ヒトが寝ている間、体温の設定温度が低くなっています。そのため、その温度に体温を合わせるために、汗をかいてその気化熱によって体温を下げているのです。
実際、一晩のうちに、約200 mLの量をかいています。意外と多い量ではないでしょうか。これが寝具に吸収されることになるのですから、寝具は湿気を帯びることになります。
この湿気を逃がす機能を担っているのが、床板のすのこなのです。その隙間から湿気が蒸散していきます。
従って、すのこベッドは湿気を帯びにくい構造を備えたベッドであると言えます。
喘息やアレルギーに悩む人は少なくはありません。その原因となる物質であるアレルゲン(抗原)として、カビの胞子があります。
カビは、高温多湿で栄養のある環境を好んで生育します。これは、ヒトが寝ていて汗をかいて、また、体温で温めたベッドにおける環境と一致しています。
そのため、ベッドではカビが発生することが多くなっています。その結果、カビの胞子をアレルゲンとした喘息やアレルギーが引き起こされることになります。
その対策として、すのこベッドが挙げられ、カビの好む環境を創出することを防いでいます。睡眠時の汗による湿気がすのこによって解消されています。
このように、すのこベッドはカビの発生を抑えることができる機能性に富んだベッドであることが分かりました。

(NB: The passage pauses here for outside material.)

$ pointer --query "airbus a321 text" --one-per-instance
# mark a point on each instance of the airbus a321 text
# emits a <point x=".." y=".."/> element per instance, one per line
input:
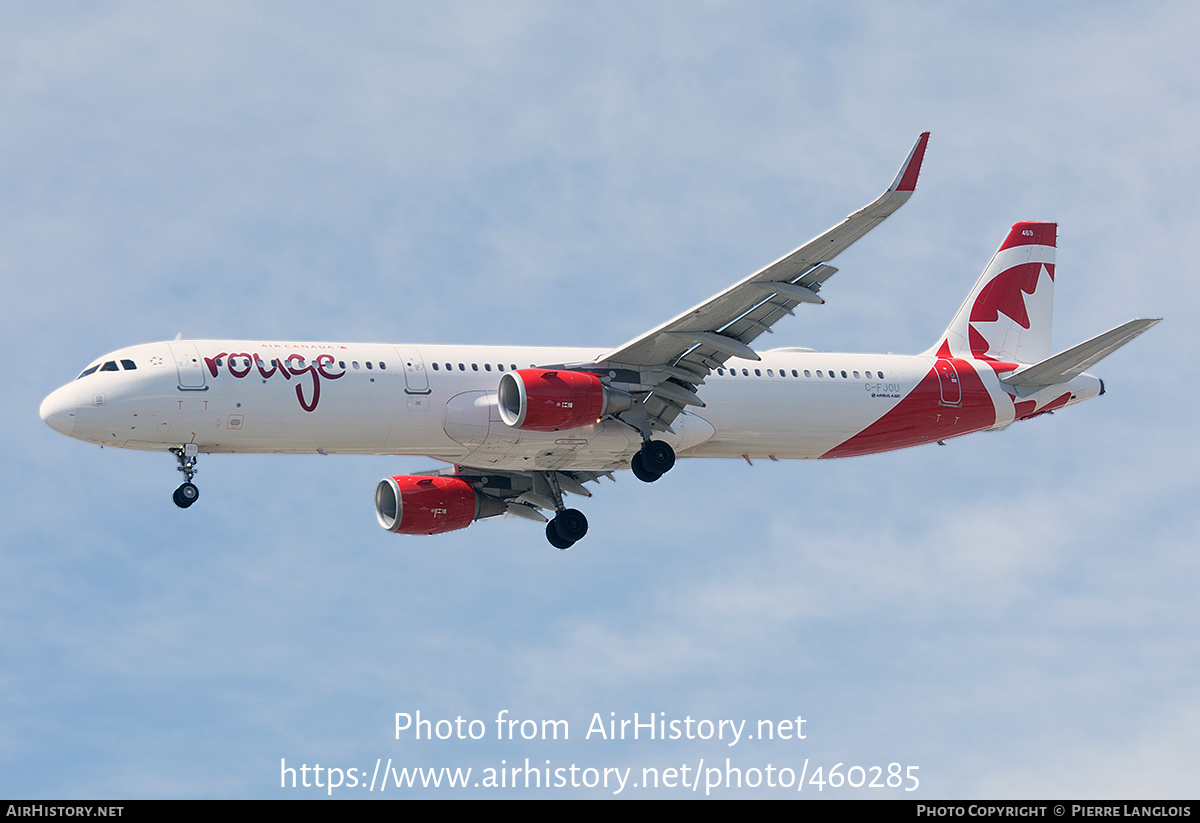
<point x="520" y="427"/>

すのこベッドに使われているすのこの材料は、プラスティックのものも少しはあるかもしれませんが、多くは木となっています。
木は、湿気を吸収することが可能な素材です。従って、湿気の多いときに木は水分を吸って、乾燥してくると木は内部から水分を放散します。
すのこベッドのすのこに木材が使われていることは、まさに合目的的なことです。更に、すのこの隙間から寝具の湿気や熱が逃げていくのですから、すのこベッドは湿気対策として優れたものであることが理解されます。
通常のベッドと同様に、すのこベッドにもサイズが多く取り揃えられています。シングル、ダブル、セミダブル、クイーン、ワイドなどが用意されています。
使う人数や部屋の広さに応じて、適切なサイズのすのこベッドを選ぶことができます。
以上より、すのこベッドが最近持て囃されています。寝ている間にヒトは多くの汗をかくため、寝具は湿気を帯びてしまいます。それだけではなく、寝具は基礎代謝による熱も帯びています。従って、ベッドはカビが発生する環境が創出されているのです。
カビが生えるとその胞子をアレルゲンとする喘息やアレルギーが引き起こされます。そのため、カビの生えないような措置が必要となります。
その対処法の1つが、床板がすのことなっているすのこベッドなのです。すのこの隙間から湿気と熱が逃げていくので、カビが生えにくくなっています。
それでは、通気性に優れたすのこベッドを用いて安眠ライフを享受してください。